Raman was born on November 7, 1888 at Tiruchirapalli in Tamil Nadu. Shri Chandrashekhar Iyyer, his father was a teacher of Physics. Raman passed his matriculation examination in first division at the age of only twelve years. He did his graduation in 1904. In 1907, he passed his M.Sc. examination in Physics securing highest marks and for this extraordinary performance he was awarded a gold medal,

Since his childhood Raman had been a very inquisitive boy. He would not accept anything unless he was fully convinced. He wanted to know why and how of everything. He was a very patient boy who hated gossip and idle talk. He was always busy pondering over the basis of one or the other idea and reasoning about it like Socrates. He would think about the sky, the rain, the rainbow and the clouds. He would think about these for hours. This inquisitiveness helped him in making his discovery about the effect of colours in these natural phenomena. The discovery known as ‘Raman Effect’ was made in 1928 and the same year he was awarded Nobel Prize for it. It made him famous all over the world and astonished the scientists.
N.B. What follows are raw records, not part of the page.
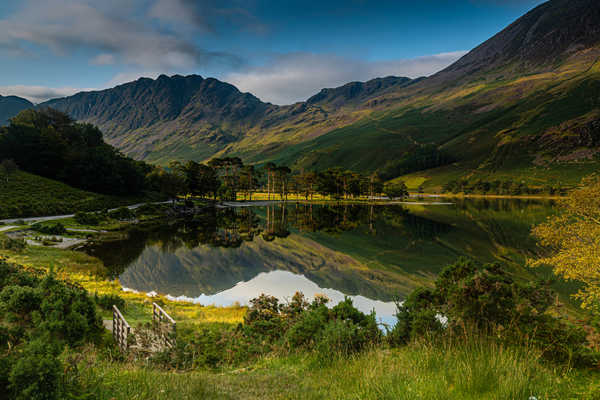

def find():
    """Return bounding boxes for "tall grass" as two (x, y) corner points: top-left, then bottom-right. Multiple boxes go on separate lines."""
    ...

(76, 338), (600, 400)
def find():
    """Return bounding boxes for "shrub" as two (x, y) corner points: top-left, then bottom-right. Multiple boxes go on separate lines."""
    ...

(8, 339), (62, 400)
(0, 236), (27, 253)
(0, 259), (102, 399)
(135, 203), (165, 217)
(108, 207), (135, 221)
(31, 222), (67, 235)
(94, 293), (125, 311)
(75, 211), (102, 226)
(389, 258), (600, 365)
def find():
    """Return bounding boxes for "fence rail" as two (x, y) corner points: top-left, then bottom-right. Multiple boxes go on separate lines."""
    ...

(113, 305), (131, 351)
(152, 303), (177, 347)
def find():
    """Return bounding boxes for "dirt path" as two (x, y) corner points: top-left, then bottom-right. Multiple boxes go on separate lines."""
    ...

(0, 201), (170, 224)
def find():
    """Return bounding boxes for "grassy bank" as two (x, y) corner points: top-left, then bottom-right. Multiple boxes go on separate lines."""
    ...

(0, 242), (246, 326)
(75, 339), (600, 400)
(0, 171), (152, 219)
(0, 230), (600, 400)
Raman was the first Indian scientist to win the Nobel Prize for Physics. He was knighted by the British after that. In 1954, after independence, the Indian Govermnent honoured him with Bharat Ratna. In 1958, the Government of the U.S.S.R. presented him Lenin Prize for Peace. This great scientist passed away on November 21, 1970. But he will always be remembered for his contribution to science.